29. Chicago Bears: Danny Watkins, OT, Baylor. Addressing the offensive line is a must for the Bears, even if they can't do so at tackle. Watkins, who will play guard in the NFL, will turn 27 during his first season - but his age might be less of a factor for a Chicago team that's very close to championship-caliber.

30. New York Jets: Adrian Clayborn, DE, Iowa. Shaun Ellis is a free agent, and as he proved that there's plenty left in the tank during the post-season, there's a very real chance he's gone. Even if he stays, he'll be 34 this summer.

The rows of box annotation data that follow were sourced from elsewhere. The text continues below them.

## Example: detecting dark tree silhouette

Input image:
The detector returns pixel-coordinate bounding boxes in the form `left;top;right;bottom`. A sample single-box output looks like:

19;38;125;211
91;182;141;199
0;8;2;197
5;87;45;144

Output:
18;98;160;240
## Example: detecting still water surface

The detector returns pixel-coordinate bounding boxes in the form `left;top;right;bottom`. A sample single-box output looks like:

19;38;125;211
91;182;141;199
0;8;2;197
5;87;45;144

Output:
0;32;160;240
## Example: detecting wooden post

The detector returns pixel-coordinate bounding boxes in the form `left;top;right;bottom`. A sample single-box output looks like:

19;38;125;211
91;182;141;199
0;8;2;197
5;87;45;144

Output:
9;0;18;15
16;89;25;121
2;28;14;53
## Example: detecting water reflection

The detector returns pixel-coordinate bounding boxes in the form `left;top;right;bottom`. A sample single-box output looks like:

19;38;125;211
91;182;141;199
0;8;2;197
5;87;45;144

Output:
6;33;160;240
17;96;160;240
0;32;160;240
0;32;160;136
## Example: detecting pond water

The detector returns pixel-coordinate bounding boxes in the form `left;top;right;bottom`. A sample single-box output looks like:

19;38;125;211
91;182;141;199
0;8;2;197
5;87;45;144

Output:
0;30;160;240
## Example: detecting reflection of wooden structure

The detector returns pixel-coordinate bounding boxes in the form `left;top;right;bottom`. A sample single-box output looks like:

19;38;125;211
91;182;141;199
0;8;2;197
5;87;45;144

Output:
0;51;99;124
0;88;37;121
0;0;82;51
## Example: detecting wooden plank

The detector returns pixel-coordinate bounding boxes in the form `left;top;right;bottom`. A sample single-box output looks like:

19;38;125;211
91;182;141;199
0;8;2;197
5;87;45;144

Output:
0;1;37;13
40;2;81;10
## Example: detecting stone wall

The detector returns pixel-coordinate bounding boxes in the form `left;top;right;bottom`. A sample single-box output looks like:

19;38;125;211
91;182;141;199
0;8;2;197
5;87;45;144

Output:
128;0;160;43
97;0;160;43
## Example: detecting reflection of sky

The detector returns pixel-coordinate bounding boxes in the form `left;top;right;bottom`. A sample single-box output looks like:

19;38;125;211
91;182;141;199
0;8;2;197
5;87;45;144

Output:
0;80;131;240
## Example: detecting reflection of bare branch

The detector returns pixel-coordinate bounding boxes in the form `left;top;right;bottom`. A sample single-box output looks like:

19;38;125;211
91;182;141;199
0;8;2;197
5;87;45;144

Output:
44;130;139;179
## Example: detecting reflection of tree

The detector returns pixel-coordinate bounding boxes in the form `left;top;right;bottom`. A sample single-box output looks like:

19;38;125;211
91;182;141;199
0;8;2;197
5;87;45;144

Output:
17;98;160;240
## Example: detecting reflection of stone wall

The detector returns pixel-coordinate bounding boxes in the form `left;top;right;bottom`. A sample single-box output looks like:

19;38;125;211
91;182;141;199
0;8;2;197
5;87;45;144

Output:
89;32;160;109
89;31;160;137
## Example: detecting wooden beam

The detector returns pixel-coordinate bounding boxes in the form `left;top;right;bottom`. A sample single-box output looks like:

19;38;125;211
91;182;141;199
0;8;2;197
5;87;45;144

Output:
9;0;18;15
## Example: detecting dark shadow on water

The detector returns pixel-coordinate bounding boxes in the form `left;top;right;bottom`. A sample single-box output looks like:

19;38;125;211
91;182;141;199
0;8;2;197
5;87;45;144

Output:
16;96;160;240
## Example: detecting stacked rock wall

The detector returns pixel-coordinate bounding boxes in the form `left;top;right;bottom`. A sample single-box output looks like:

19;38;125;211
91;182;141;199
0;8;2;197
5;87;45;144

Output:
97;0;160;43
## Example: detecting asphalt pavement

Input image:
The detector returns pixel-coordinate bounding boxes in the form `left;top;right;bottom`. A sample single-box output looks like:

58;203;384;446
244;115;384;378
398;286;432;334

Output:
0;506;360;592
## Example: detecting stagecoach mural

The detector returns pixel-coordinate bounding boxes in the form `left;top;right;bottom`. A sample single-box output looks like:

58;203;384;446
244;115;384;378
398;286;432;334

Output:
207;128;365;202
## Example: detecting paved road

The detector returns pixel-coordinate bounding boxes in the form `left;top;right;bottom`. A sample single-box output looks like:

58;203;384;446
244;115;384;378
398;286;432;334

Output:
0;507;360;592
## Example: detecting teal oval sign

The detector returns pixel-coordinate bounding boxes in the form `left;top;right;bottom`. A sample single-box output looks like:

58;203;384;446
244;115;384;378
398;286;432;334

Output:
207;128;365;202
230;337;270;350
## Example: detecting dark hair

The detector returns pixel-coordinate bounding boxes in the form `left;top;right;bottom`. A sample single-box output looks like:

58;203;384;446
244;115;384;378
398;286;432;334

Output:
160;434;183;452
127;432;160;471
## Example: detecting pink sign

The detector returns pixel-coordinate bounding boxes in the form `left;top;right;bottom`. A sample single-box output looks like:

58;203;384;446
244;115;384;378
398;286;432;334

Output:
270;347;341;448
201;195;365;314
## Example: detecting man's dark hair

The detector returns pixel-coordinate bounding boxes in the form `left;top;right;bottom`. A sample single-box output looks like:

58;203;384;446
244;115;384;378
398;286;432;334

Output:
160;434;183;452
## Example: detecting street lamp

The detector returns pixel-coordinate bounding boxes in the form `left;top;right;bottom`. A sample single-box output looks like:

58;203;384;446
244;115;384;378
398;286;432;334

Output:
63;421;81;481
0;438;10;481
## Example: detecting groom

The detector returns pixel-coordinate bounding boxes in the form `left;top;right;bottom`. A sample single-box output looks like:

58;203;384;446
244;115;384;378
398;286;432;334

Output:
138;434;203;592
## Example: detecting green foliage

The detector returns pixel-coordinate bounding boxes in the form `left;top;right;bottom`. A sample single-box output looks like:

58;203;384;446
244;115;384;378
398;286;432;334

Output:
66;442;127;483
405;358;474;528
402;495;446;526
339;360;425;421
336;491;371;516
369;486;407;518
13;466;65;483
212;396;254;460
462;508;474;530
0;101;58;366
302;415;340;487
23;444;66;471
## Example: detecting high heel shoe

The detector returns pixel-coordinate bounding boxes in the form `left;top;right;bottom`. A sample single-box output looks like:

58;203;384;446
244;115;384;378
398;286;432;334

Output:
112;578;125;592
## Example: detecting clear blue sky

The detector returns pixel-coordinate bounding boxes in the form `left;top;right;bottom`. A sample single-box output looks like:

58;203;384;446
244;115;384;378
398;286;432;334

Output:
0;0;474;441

Clayborn has a similar skill set to Ellis, and would be an ideal replacement.

31. Pittsburgh Steelers: Mike Pouncey, OG, Florida. Mike Pouncey is not as good a football player as his twin brother, Maurkice, who happens to be Pittsburgh's center. He's a talented prospect in his own right, and as they say about the offensive line, chemistry means more than just about anything.

32. Green Bay Packers: Aaron Williams, CB, Texas. This looked like it would be a major problem for the reigning world champions, but Tramon Williams became a star in 2010, and Sam Shields looks like he'll get there, as well. Without good value available at more pressing needs, however, cornerback would be a wise pick here.